クスリと笑う沙蘭に、メアリーが『アカイの家の中にイッタ!』と彼女の足から離れてブン太を追いかけていってしまった。


「―…黒峰」

「こんにちは、真田くん。ようこそ」

「あまりうちの部員を脅かさないでくれないか?あのような情けない姿、周りにはとても見せられん」

「脅かしているつもりはないわ?事実だもの」

「霊などいるわけ…」

「幸せね、真田くんって。…そんな話は今はどうでもいいわ。仁王くんも危険な状態なのだし、早く家の中へ」


沙蘭の視線は真田の後ろに向けられた。
しかしそれは彼の背にいる仁王に向けられたものではないことは、沙蘭自身しか分かり得ないことだろう。

渋々と家の中へと入っていった真田を見届けて、まだ玄関前にいる3人をチラリと見やる。
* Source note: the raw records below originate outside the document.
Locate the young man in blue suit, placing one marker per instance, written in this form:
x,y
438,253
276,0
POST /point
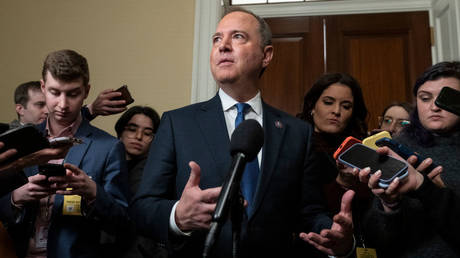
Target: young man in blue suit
x,y
63,216
190,157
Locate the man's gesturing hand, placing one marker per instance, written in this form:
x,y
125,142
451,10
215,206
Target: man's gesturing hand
x,y
338,240
195,208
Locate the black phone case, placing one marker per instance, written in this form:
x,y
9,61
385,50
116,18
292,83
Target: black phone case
x,y
125,95
50,170
404,152
25,139
361,156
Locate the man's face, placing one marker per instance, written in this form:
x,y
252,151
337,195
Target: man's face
x,y
35,110
237,55
137,136
64,99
「柳生くん以外は、初めまして。精市の幼馴染みの黒峰沙蘭といいます」

「あ、初めまして。俺は、ブン太とダブルスのペアのジャッカル桑原だ。なんだかメリーさん?退治してくれたみたいで助かった。サンキューな」

「退治…というかわたしの家で保護しているようなものだけど。あなたは外国の血が入ってるのかしら?」

「ああ、ブラジルのハーフなんだよ」

「なるほど。ふふ、それでそんなに暖かくて強い気が纏っているのね」


ニコリと微笑んだ沙蘭に、ジャッカルの小麦色の肌にポッと赤みがさす。


「柳生、俺こんな美人…日本で見たことねえ」

「言いたいことは分かりますが、鼻血を出すのはやめてくださいね。生憎今日はお気に入りのハンカチしか持っていないので」

「ばっ、鼻血なんか出すかよ!」


柳生は眼鏡を上げると、お邪魔しますと家の中へ入っていく。
それからジャッカルは、今までずっと黙ったままだった赤也に気付いてその背中をポンッと叩いた。


「ほら赤也。なに緊張してんだよ」

「なっ、あ…ちょっとジャッカル先輩押さないでくださいよ!」


クルクルの癖っ気が印象的な男の子。目は少しつり気味だが、クリッと大きい。

(ああ、この子が精市の言っていた”手のかかる可愛い後輩”ね)

沙蘭をチラッと見ては視線を外し、また沙蘭を見るという謎の行動をジャッカルの背に隠れながら繰り返すその赤也の様子に沙蘭はクスクスと笑う。


「初めまして、黒峰沙蘭よ」

「うぐ。あー…俺っ、切原赤也っす…」

「切原くん、そんなに怖がらなくても大丈夫。ここに悪い霊はいないから」

「べ、別に怖がってるわけじゃ…!ただ、あの黒峰先輩とこんな風に喋れるとか思ってなかったんで心の準備が…。それに幸村先輩の幼馴染みっていうし…」

「ふふ。精市の言っていた通り、素直な子ね。そんなに緊張しないで、ほらリラックス」


緊張で強張っている赤也の表情を見て、沙蘭は微笑むと彼の頬を両手で包み込み、額と額をコツンと合わせた。


「なっ…黒峰先輩!?」

「はい、深呼吸」

「え…あ、はい!すうーはあー…」

「気分はどうかしら?」

「…っ、落ち着いたと思うっす…」


そう答えながらも、ドキドキと心臓がうるさくなるのを赤也は感じていた。

(黒峰先輩、すげえ良い匂いした…!しかも、冷たい人かと思ってたのに優しくて良い人じゃん…!)

目の前でニコニコ笑う沙蘭。
同じ笑みでも幸村のものとはまるで白と黒くらい違うな、と赤也は思う。


「さ、あなたの先輩を助けないといけないわ。家に入って」

「ういっす!お邪魔します!」


すっかり緊張を解いて屈託なく笑う赤也に、少し面食らったように目を見開く沙蘭。

(これは精市が可愛がる理由も分かる気がするわね)

思わずわしゃわしゃと頭を撫でたくなったが、初対面でそれはまずいだろうと自制して赤也とジャッカルが家に入ったのを確認すると玄関の扉を閉めた。